Referência em toda a Bahia quando em atendimento obstétrico, pediátrico e UTI-neonatal, o Hospital Esaú Matos, mantido pela Fundação Pública de Saúde de Vitória da Conquista (FSVC), dá atenção permanente a assuntos como violência obstétrica, prevenção de morte súbita e primeiros socorros aos recém-nascidos, que são periodicamente abordados e discutidos junto às equipes que trabalham na unidade. Como ocorreu em treinamento oferecido aos trabalhadores da FSVC durante a 6ª Semana do Bebê, durante quatro dias de encontros com informações, esclarecimentos e atividades relacionadas aos temas.

Violência obstétrica é como são chamados os casos de abusos nos serviços de saúde sofridos por mulheres durante a gravidez, no parto ou após ter dado à luz. Em 2018, a Prefeitura Municipal de Vitória da Conquista promulgou a Lei Municipal nº 2.228 que determina a implantação de medidas informativas e proteção à saúde das parturientes contra a violência obstétrica. Durante o treinamento, o tema foi enfatizado junto aos trabalhadores da Fundação.

Para o diretor-geral da FSVC, Diogo Azevêdo, debater a violência obstétrica é de grande pertinência, principalmente para o Hospital Esaú Matos. “É necessário garantir um atendimento humanizado, acolhedor, que dê segurança às mulheres que aqui chegam. A nossa responsabilidade com o bem-estar delas e dos bebês começa assim que adentram a nossa unidade. É necessário sempre lembrarmos que nós trabalhamos para pessoas, é gente cuidando de gente”, afirmou o diretor.

A integrante do Grupo de Trabalho de Humanização (GTH) do Hospital Esaú Matos, Cristiana Moura, afirma que discutir violência obstétrica é a demonstração do engajamento da gestão em uma assistência baseada em evidências científicas, prestada por uma equipe multidisciplinar e respeitando sempre o protagonismo da mulher. “Reunir todo nosso público de assistência técnica e conversar sobre a humanização só demonstra o quanto todos nós estamos buscando o melhor para as gestantes, que receberão um tratamento humanizado e com dignidade, podendo afirmar o quanto é positivo para todos os envolvidos no processo de transversalidade e protagonismo dos sujeitos”, completou Cristiana.

Esta humanização do atendimento não se limita apenas ao ambiente hospitalar e não se encerra com a alta dos pacientes. Após o parto, os cuidados devem se estender para garantir o bem-estar da mãe e do bebê. Desde 2019, a Lei Municipal nº 2.377 autoriza as unidades de saúde e hospitais públicos a oferecerem orientações e treinamentos aos pais ou responsáveis sobre a prevenção de morte súbita e primeiros socorros nos casos de engasgo ou aspiração de corpo estranho.

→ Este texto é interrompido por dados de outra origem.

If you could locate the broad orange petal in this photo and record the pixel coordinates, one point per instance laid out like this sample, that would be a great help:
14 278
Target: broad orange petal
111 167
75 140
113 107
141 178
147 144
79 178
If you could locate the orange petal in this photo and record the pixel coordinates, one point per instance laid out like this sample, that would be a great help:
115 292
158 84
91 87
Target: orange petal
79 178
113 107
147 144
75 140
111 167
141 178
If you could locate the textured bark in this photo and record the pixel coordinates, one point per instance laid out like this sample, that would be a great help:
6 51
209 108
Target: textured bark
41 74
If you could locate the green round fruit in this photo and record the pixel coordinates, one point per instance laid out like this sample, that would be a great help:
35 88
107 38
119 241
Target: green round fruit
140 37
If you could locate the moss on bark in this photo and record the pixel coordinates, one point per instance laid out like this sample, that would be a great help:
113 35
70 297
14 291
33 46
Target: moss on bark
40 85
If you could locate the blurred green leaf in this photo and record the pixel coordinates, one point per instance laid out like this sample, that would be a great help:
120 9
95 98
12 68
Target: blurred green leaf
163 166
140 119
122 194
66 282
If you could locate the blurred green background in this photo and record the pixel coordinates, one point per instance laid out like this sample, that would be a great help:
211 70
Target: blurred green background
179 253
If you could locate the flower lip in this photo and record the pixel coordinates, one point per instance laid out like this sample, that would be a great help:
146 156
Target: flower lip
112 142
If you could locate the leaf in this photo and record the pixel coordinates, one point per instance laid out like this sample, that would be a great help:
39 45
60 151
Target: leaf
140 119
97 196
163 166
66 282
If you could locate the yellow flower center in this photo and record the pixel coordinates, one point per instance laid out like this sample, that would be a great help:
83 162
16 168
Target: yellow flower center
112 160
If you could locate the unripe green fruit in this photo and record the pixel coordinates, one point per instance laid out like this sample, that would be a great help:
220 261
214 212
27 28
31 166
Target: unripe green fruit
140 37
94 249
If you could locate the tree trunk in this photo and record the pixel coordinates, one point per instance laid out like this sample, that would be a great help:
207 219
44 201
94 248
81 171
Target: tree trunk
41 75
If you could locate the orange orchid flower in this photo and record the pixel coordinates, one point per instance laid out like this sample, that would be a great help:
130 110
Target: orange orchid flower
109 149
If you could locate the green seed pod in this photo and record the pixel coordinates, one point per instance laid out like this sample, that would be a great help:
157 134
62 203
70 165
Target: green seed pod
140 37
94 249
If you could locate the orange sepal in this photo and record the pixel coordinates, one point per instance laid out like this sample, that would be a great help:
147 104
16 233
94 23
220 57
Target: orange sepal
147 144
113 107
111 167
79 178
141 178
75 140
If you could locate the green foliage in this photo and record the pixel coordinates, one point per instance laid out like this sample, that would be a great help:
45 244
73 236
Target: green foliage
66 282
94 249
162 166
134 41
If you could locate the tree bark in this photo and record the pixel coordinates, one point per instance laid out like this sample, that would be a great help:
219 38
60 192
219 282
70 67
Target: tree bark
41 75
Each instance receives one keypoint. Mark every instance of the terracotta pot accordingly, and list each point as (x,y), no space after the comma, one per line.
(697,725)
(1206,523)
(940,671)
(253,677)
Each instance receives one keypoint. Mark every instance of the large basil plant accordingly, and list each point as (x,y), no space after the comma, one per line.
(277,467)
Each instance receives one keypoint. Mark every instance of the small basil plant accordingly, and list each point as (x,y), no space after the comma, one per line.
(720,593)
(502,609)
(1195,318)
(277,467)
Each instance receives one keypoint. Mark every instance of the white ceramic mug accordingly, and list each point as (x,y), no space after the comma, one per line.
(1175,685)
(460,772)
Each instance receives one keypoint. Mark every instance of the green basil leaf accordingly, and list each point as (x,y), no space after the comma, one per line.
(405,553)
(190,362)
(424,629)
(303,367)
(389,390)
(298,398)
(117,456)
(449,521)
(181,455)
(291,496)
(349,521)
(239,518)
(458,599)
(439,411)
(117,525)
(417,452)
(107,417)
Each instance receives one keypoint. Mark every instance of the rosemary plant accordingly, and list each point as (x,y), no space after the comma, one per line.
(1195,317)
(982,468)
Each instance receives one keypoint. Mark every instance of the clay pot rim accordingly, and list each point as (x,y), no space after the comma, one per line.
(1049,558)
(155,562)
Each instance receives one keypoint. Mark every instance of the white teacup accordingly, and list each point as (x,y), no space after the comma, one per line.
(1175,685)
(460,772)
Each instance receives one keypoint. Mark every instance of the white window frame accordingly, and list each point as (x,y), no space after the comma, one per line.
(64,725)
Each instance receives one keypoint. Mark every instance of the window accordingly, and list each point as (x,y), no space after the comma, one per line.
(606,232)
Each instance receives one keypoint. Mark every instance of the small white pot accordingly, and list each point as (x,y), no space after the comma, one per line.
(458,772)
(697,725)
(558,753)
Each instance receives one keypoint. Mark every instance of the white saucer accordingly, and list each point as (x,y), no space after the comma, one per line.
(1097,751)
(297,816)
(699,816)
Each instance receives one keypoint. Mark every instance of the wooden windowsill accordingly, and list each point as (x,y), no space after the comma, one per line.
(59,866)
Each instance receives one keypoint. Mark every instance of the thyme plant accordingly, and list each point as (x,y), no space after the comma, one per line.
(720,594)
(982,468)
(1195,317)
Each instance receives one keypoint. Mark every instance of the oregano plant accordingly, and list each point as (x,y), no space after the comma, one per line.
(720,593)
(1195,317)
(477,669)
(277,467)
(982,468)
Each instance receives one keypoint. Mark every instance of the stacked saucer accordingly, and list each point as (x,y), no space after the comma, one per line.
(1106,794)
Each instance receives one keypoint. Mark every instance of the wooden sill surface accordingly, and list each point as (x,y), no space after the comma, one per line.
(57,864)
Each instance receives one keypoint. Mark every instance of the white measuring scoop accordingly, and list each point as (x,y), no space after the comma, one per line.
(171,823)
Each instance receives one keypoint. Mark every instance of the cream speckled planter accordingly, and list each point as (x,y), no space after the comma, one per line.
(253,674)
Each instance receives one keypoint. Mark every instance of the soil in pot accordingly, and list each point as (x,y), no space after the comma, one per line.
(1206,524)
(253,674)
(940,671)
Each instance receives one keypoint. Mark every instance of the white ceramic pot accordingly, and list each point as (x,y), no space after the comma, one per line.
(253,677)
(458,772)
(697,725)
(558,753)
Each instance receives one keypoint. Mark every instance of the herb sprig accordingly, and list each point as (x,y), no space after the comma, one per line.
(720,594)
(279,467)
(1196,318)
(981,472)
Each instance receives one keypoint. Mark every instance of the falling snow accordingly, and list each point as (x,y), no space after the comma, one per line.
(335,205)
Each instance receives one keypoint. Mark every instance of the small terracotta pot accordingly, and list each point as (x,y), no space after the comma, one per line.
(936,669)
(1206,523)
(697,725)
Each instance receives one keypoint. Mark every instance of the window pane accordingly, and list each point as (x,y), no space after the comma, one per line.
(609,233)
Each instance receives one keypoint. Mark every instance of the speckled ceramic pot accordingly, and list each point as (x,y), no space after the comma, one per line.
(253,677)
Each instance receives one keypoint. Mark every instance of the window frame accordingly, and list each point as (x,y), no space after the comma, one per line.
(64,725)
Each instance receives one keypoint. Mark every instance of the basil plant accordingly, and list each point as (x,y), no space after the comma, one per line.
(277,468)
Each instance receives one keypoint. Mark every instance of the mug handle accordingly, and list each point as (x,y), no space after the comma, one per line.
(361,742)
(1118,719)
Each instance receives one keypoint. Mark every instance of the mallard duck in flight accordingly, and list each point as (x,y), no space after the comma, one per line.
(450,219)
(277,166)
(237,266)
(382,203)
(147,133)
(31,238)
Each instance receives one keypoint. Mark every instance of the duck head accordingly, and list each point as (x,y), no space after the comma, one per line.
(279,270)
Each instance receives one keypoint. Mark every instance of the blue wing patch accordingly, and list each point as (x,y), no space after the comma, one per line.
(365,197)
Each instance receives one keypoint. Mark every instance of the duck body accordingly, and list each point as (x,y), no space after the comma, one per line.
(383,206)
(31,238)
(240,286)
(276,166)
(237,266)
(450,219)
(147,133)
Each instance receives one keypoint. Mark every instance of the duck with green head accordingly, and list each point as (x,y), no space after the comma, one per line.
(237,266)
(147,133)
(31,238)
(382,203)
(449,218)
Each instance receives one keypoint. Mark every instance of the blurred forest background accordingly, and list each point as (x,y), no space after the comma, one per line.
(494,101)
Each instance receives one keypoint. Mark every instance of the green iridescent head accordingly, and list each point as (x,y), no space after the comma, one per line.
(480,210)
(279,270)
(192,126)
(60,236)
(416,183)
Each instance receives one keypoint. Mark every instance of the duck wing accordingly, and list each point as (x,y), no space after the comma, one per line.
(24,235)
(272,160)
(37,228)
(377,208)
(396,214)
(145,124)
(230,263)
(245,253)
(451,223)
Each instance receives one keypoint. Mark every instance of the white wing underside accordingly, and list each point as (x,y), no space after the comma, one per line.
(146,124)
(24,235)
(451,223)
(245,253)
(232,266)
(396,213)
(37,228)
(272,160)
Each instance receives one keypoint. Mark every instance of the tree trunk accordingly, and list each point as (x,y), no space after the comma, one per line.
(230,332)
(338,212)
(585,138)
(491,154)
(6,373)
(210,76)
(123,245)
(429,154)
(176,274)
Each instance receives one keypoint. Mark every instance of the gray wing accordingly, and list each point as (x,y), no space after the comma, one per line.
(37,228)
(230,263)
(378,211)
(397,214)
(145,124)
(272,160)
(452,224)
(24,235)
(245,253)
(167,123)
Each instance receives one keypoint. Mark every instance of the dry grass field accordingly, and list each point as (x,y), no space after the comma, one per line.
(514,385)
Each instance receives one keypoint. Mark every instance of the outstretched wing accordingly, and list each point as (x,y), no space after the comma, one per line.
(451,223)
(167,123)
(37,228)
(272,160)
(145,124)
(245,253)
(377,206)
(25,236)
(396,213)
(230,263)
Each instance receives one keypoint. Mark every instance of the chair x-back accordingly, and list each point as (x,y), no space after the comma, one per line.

Um dos responsáveis por abordar o tema no treinamento oferecido pela FSVC foi o fisioterapeuta Jefferson Silva Passos. Para ele, o treinamento foi muito importante para toda equipe, sendo possível, como preconiza a Lei, fornecer informações precisas para os pais, responsáveis e para população. “Com uma equipe completamente preparada e capacitada é possível fornecer informações precisas. Os pais ou responsáveis pelo recém-nascido, antes deste receber alta hospitalar, deverão passar por um treinamento que servirá para toda vida, treinamento este que serve para recém-nascidos, crianças e adultos”, afirmou.